Ted Thacker’s been a stalwart of Colorado’s Front Range music scene for a good 25 years or so (maybe longer; that’s just when I first heard him) [full disclosure: I’ve been friends with Ted since I first heard his music 25 or so years ago].
Everything he’s done, from the riotously entertaining and stunningly great quasi-punk band Baldo Rex, to beatbox-backed (and eventually full band) Veronica, to “I Cried Like a Little Boy,” a composition of his that was a hit for fellow Coloradans DeVotchka, Ted’s top flight musicianship is obvious. His six-string acumen and songwriting gifts (not to mention his fearless, endearing stage presence) make him more than a “local musician.” I’ve always thought of Ted as a world class artist who just happens to live near me.

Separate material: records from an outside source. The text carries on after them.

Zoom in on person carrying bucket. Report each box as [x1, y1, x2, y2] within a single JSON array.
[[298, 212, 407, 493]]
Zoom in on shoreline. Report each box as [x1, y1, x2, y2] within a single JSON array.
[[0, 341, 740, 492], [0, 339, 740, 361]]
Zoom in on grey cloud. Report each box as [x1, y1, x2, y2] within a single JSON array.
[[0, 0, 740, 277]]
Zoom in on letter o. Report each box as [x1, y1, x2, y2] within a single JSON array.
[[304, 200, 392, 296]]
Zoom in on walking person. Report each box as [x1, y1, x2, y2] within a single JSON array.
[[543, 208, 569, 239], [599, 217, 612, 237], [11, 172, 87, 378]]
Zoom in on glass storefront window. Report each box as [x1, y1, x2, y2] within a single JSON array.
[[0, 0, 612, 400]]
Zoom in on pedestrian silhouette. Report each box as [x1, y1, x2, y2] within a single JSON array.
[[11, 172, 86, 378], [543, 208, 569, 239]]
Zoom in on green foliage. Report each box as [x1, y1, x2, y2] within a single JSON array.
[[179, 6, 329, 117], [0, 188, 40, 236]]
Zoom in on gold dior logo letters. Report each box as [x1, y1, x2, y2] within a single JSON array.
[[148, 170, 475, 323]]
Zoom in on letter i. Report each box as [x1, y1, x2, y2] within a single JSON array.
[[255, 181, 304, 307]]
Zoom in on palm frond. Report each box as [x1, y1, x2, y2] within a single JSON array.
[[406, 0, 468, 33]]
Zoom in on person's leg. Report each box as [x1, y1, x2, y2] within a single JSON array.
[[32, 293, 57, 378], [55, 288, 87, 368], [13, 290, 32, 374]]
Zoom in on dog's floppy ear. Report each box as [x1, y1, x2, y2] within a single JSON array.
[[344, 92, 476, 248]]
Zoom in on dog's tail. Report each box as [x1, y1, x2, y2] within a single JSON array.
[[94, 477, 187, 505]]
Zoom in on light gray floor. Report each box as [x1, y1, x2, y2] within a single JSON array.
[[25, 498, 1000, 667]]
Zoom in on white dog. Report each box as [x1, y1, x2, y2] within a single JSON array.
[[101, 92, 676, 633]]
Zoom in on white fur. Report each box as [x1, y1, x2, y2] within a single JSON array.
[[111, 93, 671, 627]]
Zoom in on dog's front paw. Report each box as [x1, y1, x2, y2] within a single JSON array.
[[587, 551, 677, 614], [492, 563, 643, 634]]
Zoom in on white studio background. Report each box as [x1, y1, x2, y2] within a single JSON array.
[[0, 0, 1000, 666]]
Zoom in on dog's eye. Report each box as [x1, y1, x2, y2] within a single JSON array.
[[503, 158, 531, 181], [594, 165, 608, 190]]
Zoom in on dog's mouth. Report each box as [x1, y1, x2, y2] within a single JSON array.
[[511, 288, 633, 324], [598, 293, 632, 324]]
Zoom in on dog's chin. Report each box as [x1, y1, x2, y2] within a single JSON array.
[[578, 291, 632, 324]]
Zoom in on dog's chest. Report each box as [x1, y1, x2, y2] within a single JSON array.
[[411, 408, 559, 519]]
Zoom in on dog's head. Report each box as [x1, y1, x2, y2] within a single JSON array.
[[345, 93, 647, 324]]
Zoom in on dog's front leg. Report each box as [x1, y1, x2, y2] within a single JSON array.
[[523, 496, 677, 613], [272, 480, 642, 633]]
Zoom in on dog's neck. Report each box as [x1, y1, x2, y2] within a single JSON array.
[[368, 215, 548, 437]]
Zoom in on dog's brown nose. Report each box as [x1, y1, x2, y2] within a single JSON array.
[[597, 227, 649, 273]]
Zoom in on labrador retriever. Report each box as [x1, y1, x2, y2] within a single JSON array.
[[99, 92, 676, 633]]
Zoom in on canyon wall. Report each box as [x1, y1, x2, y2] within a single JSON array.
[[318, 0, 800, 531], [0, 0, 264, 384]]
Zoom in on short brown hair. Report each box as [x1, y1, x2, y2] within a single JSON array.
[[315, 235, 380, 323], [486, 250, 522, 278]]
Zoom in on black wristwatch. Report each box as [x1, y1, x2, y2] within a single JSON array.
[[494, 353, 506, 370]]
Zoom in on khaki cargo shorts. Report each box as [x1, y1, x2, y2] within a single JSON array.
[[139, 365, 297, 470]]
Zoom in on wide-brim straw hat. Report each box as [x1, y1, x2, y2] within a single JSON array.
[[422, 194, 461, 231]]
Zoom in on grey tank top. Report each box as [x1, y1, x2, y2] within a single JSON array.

Working under the anagrammatic guise of The Red Tack, Ted’s just dropped an album that shows just how far he’s come musically, and how much more he has to offer us. On The (K)night of the Sorrowful Face, The Red Tack’s punkcowboypoet, happysad, drunksober persona plays us a dozen tales of living, loving, driving and crying. Cleverly disguised as twangy acoustic country (the good kind), Thacker slips in strains of punk, pop, exquisite balladry and even a little electronic texture.
It won’t take long (we estimate about two bars into the opening "The Ballad of Slim Cessna”) before you hear that this is some serious business. The kind of music that gets it’s hooks into you and — we hope — never lets go. This record feels like an arrival, an evolution, a culmination. Treat yourself.